Masyarakat sipil melalui gerakan #BersihkanIndonesia menantang kedua capres dan cawapres yang berlaga dalam Pemilu Presiden 2019 mewujudkan komitmen “Indonesia Berdaulat Energi”. Selama ini, Indonesia tidak memiliki komitmen yang kuat dalam melakukan transisi energi yang berkeadilan dan melepaskan ketergantungan sistem energi dan ketenagalistrikannya terhadap energi fosil.

“#BersihkanIndonesia bertujuan menantang capres dan cawapres untuk berani berkomitmen merealisasikan tuntutan dari gerakan ini dengan menuangkannya dalam dokumen visi-misi dan kampanye mereka,” tegas Merah Johansyah, Koordinator Jaringan Advokasi Tambang (JATAM), di Ke:Kini, Cikini, Menteng, Jakarta. Rabu (19/9/2018).

“#BersihkanIndonesia pun mengajak masyarakat untuk memastikan bahwa siapapun kandidat yang terpilih untuk memenuhi komitmen ini saat terpilih nanti menjadi presiden dan wakil presiden RI periode 2019-2024,” ujar Nur Hidayati, Direktur Eskekutif Wahana Lingkungan Indonesia (WALHI).

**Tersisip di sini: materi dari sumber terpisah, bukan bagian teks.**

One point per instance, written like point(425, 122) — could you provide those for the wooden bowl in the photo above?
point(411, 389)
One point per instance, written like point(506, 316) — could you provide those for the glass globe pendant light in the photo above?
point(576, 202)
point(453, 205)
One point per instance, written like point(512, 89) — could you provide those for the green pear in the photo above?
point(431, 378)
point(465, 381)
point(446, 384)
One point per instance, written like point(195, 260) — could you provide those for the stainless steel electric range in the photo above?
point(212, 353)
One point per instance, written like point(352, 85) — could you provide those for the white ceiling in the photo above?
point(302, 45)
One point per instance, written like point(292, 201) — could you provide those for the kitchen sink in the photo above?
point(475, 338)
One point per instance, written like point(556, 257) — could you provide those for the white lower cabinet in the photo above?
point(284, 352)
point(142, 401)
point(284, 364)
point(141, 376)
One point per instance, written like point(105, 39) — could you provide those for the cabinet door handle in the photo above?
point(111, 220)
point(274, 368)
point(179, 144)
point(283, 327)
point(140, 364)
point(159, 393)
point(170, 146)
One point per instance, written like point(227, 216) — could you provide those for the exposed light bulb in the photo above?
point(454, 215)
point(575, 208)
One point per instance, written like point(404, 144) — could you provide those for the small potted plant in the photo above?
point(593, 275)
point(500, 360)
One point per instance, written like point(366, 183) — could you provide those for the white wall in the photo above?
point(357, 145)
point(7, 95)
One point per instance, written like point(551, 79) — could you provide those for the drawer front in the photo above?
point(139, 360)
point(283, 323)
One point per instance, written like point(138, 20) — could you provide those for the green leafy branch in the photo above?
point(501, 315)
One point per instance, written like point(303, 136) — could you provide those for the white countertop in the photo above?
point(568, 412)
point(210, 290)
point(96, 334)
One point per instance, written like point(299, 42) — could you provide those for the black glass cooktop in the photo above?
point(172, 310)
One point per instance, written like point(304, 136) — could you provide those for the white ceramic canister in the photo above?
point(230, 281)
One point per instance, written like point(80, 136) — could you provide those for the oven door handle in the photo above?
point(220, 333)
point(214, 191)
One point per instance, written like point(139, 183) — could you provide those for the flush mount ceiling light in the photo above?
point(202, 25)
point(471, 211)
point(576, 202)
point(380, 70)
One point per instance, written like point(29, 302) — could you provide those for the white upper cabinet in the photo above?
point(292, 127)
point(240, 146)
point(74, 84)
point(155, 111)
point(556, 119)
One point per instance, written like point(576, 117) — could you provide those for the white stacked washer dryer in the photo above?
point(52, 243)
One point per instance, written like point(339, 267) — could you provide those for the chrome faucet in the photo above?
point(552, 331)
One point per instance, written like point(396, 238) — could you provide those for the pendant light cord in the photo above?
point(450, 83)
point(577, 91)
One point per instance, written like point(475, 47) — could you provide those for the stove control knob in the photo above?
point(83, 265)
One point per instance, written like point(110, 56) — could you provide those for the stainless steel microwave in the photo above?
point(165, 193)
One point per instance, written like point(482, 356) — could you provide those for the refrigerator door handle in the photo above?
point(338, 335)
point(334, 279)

Ketergantungan terhadap energi fosil, khususnya batu bara memiliki dampak negatif dalam jangka panjang terhadap kesehatan, lingkungan hidup, dan perekonomian negara. Pada aspek kesehatan misalnya, pembakaran batu bara menyimpan risiko kesehatan publik yang besar dari polusi udara yang ditimbulkan.

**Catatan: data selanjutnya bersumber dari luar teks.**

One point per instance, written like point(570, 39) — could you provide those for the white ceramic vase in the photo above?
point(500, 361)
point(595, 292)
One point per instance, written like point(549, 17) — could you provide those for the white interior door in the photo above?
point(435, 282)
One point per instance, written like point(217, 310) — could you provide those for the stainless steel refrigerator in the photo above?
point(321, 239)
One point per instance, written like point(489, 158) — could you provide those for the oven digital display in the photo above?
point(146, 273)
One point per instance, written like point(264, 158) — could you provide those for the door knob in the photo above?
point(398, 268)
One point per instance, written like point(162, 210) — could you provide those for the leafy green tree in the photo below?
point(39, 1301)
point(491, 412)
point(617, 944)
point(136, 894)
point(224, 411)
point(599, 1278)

Batu bara membebani Indonesia dengan pencemaran dan kerusakan lingkungan hidup. Dari hulu ke hilir, biaya kesehatan, lingkungan dan sosial dari industri ekstraktif yang tidak diperhitungkan, dan pada akhirnya harus ditanggung rakyat.

Batu bara juga mengancam ketahanan pangan. Konsesi pertambangan batu bara mengancam seperlima tanah produktif yang seharusnya mendukung agenda ketahanan pangan Indonesia. Selain itu, biaya kesehatan dampak dari PLTU Batubara mencapai sekitar Rp 351 Triliun untuk setiap tahun operasi pembangkit.

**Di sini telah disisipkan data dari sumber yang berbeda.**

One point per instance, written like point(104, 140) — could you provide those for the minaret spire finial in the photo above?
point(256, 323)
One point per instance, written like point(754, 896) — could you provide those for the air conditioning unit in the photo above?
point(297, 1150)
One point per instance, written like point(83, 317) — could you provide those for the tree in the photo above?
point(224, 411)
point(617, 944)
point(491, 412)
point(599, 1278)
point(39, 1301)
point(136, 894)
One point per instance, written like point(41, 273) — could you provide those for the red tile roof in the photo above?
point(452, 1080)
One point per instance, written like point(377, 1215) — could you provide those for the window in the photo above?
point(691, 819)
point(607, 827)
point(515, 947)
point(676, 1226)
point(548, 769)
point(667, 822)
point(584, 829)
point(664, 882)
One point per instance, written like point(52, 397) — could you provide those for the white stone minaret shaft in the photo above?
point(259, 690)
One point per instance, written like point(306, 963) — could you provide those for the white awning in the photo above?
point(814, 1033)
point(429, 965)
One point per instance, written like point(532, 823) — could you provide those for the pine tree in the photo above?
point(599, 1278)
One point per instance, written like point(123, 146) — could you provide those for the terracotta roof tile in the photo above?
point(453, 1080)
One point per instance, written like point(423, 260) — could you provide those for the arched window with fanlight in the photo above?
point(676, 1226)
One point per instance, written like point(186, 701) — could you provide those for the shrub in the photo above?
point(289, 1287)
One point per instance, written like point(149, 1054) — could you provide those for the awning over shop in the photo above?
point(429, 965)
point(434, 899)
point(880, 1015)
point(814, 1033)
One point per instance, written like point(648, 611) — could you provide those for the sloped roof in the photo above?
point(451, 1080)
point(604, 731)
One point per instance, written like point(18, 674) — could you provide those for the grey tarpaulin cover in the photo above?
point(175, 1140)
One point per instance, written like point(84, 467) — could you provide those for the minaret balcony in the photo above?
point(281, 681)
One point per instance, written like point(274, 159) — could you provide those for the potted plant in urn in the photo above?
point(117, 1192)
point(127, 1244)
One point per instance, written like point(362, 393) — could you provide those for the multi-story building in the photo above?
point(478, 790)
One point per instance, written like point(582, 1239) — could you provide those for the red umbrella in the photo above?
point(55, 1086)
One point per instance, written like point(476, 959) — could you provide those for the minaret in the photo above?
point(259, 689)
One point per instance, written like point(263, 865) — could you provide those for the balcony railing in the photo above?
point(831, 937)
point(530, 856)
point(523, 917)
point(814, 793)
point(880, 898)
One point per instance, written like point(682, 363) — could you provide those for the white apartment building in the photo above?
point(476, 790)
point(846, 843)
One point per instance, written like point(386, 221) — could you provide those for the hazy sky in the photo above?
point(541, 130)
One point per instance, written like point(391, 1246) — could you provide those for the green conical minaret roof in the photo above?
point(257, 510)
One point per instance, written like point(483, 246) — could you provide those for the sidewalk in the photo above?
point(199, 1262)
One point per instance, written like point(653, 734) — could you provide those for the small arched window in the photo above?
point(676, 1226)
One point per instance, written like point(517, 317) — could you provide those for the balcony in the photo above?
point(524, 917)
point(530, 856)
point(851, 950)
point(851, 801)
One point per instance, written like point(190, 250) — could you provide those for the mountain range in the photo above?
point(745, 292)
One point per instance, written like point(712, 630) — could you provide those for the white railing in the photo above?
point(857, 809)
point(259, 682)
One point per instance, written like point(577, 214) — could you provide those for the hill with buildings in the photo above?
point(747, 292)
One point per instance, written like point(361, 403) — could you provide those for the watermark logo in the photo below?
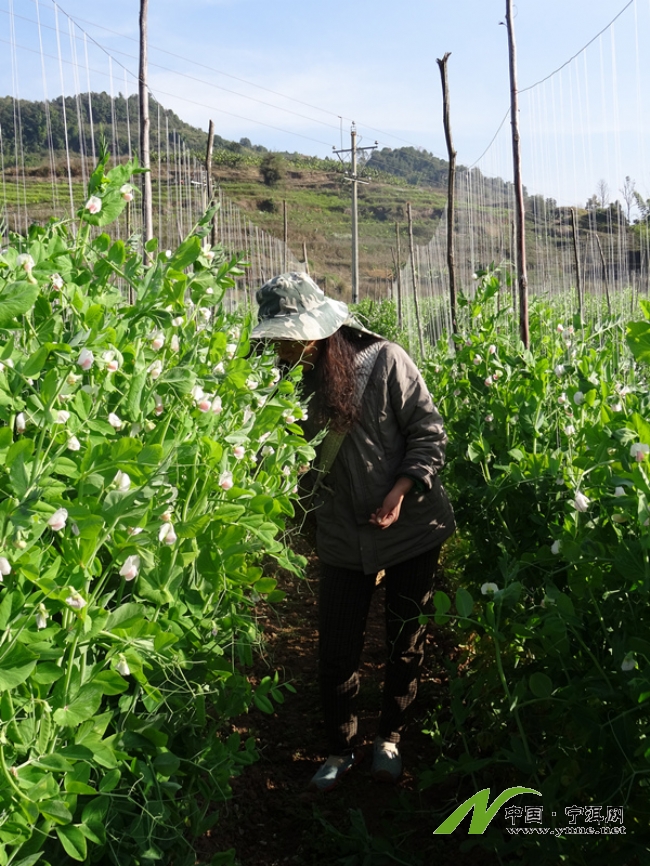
point(595, 820)
point(481, 816)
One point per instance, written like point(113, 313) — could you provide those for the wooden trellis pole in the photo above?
point(451, 205)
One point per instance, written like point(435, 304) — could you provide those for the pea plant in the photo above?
point(548, 469)
point(148, 463)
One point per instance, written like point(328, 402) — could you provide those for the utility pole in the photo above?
point(352, 177)
point(145, 161)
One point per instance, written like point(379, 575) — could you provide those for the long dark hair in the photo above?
point(335, 378)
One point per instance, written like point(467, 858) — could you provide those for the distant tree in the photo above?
point(628, 192)
point(643, 205)
point(272, 169)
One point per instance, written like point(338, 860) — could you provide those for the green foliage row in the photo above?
point(148, 463)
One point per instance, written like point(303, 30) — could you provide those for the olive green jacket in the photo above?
point(400, 434)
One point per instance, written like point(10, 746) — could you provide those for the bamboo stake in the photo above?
point(147, 210)
point(451, 211)
point(519, 190)
point(399, 279)
point(574, 226)
point(415, 279)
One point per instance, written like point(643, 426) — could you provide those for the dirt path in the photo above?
point(271, 820)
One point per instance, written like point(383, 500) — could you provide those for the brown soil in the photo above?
point(272, 820)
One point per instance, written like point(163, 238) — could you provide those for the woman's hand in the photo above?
point(389, 512)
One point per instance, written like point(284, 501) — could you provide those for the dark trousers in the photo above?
point(344, 601)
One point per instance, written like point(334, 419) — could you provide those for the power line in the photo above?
point(235, 78)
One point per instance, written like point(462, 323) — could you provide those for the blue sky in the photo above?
point(375, 63)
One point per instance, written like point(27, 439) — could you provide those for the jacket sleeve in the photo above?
point(418, 419)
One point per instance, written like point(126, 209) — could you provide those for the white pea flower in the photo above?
point(581, 502)
point(112, 364)
point(225, 480)
point(93, 205)
point(122, 480)
point(167, 534)
point(638, 450)
point(41, 616)
point(86, 359)
point(155, 369)
point(75, 600)
point(26, 262)
point(628, 663)
point(58, 520)
point(131, 567)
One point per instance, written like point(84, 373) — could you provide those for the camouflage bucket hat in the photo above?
point(293, 307)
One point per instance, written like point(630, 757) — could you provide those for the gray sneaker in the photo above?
point(386, 761)
point(329, 775)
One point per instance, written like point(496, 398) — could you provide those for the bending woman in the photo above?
point(378, 504)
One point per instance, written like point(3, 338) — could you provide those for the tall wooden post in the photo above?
point(415, 280)
point(451, 206)
point(524, 331)
point(398, 270)
point(145, 158)
point(576, 255)
point(286, 236)
point(208, 182)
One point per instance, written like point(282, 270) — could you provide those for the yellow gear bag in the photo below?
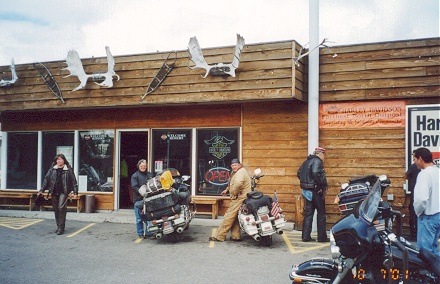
point(166, 179)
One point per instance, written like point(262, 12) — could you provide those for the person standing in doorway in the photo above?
point(427, 200)
point(314, 185)
point(411, 176)
point(60, 181)
point(138, 179)
point(239, 186)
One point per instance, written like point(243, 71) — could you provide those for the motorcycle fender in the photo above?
point(316, 270)
point(247, 226)
point(266, 228)
point(179, 220)
point(279, 223)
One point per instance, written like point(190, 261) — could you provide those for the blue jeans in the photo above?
point(139, 222)
point(428, 232)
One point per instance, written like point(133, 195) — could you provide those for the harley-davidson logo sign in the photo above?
point(219, 146)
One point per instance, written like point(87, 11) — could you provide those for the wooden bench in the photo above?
point(30, 196)
point(17, 194)
point(208, 200)
point(77, 203)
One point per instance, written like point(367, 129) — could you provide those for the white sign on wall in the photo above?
point(423, 130)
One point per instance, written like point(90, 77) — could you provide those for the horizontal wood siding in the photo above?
point(146, 117)
point(265, 73)
point(275, 140)
point(404, 69)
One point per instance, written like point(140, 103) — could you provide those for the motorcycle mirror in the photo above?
point(185, 178)
point(382, 177)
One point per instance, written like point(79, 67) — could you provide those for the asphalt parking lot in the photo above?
point(112, 252)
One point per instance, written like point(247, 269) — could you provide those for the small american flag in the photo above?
point(276, 210)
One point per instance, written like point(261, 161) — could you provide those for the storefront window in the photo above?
point(22, 161)
point(216, 148)
point(55, 143)
point(96, 160)
point(172, 149)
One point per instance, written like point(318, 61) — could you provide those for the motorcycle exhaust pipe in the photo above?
point(179, 230)
point(257, 237)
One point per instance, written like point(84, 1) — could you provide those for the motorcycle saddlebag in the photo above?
point(354, 192)
point(169, 211)
point(153, 184)
point(253, 204)
point(184, 197)
point(321, 270)
point(161, 201)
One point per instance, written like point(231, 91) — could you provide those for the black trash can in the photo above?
point(90, 203)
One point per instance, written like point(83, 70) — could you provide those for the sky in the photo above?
point(45, 30)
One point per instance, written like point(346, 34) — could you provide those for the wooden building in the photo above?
point(199, 124)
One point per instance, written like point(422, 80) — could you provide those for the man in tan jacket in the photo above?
point(239, 186)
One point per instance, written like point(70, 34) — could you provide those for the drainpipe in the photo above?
point(313, 106)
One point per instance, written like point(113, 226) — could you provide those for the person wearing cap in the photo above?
point(427, 201)
point(239, 186)
point(314, 185)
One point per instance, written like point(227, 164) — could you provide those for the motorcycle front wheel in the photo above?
point(266, 241)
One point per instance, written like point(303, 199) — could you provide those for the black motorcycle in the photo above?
point(166, 211)
point(364, 250)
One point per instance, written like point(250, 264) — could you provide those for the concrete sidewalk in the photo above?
point(123, 216)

“PLTU batu bara diperkirakan telah menyebabkan 6.500 kematian dini setiap tahunnya. Dengan rencana pembangunan PLTU batu bara baru, angka kematian ini bisa mencapai 28.300 orang setiap tahunnya,” jelas Juru Bicara #BersihkanIndonesia, Iqbal Damanik, yang juga Peneliti Auriga Nusantara.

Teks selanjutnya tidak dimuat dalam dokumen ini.